Sur les pages Jaunes, ça disait cette rue et cette adresse, je suis arrêté devant. Je descends de mon scooter et le laisse sans surveillance, très méfiant. Monte l’escalier, cogne trois coups sur la porte d’entrée, lance un regard nerveux autour de moi, personne. Merde. Je ne suis sûrement pas venu ici pour rien. Je vais à la demeure voisine et cogne. On me répond. « Je me demandais si vous saviez où pourrait se trouver Elias, votre voisin? » On me regarde bizarrement. J’ai l’air si Cambridgien que ça? J’ai l’air fou de parler à un étranger comme ça? J’ai un haussement d’épaules décontracté et j’ajoute « Je suis un vieil ami ». La personne a vraiment l’air perdue. Comme si elle ne savait pas de quoi je parle. Bon ça y est, elle me dit que je devrais le trouver dans une bibliothèque ou une librairie, étant donné qu’il a toujours un livre dans la main. Je repars donc sur mes pas, vers mon scooter, intact, à mon grand soulagement. Les troublemakers ne sont pas partout, oyé oyé, réjouissances! Je souris.

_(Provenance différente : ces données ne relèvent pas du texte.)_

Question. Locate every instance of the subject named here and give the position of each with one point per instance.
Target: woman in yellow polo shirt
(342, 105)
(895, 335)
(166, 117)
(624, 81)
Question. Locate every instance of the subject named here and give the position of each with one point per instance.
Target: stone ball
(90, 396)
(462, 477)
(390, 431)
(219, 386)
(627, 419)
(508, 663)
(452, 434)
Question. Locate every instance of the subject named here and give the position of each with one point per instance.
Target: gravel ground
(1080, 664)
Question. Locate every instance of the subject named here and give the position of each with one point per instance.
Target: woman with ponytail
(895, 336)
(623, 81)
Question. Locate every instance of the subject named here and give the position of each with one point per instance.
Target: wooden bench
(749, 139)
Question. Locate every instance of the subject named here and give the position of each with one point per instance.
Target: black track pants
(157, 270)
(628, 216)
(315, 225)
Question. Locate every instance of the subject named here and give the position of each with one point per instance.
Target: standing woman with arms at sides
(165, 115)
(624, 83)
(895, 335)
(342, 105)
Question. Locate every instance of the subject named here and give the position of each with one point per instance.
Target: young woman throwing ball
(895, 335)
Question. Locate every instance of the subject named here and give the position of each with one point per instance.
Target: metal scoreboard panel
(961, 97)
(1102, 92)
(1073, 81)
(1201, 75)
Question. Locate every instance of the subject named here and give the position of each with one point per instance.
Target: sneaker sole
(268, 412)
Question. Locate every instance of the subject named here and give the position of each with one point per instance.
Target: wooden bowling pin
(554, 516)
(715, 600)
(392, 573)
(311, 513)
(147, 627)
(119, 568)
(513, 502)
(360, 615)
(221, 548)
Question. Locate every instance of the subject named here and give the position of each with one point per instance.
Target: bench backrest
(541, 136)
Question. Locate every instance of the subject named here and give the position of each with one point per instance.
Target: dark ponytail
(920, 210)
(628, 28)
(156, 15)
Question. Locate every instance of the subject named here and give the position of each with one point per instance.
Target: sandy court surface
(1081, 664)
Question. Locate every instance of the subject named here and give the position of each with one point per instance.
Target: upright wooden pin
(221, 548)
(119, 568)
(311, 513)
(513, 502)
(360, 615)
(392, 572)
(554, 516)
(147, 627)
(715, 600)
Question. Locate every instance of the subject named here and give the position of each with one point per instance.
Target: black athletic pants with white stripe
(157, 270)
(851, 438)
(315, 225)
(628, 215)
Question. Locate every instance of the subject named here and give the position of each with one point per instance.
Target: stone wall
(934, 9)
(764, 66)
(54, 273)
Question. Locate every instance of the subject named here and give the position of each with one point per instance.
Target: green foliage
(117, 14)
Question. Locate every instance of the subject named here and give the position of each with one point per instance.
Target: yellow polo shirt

En attendant de partir à sa recherche, je décide de profiter de la journée. Hier, le temps était à l’orage. Demain, ça sera probablement pluvieux, il faut donc que j’en profite. Je gare mon scooter sur le bord de la rue, près de ce qui me semble être un parc. Je descends et commence à déambuler, sans point A ni point B, juste pour le plaisir de sentir le soleil sur mon visage. Les mains dans mes proches, je marche tranquillement, quand je sens un regard fixé sur moi. Ça me rend mal à l’aise et je tente de voir qui me fixe aussi intensément. Ces traits, quoique difficile à distinguer entre le Soleil et les ombres, me sont familiers. N’ais-je pas la surprise de retrouver mon vieil ami dans ces traits et avec, sans étonnement, un bouquin entre les mains. Je lui souris, me demandant s’il me prend pour un fou ou s’il m’a reconnu. « Elias? »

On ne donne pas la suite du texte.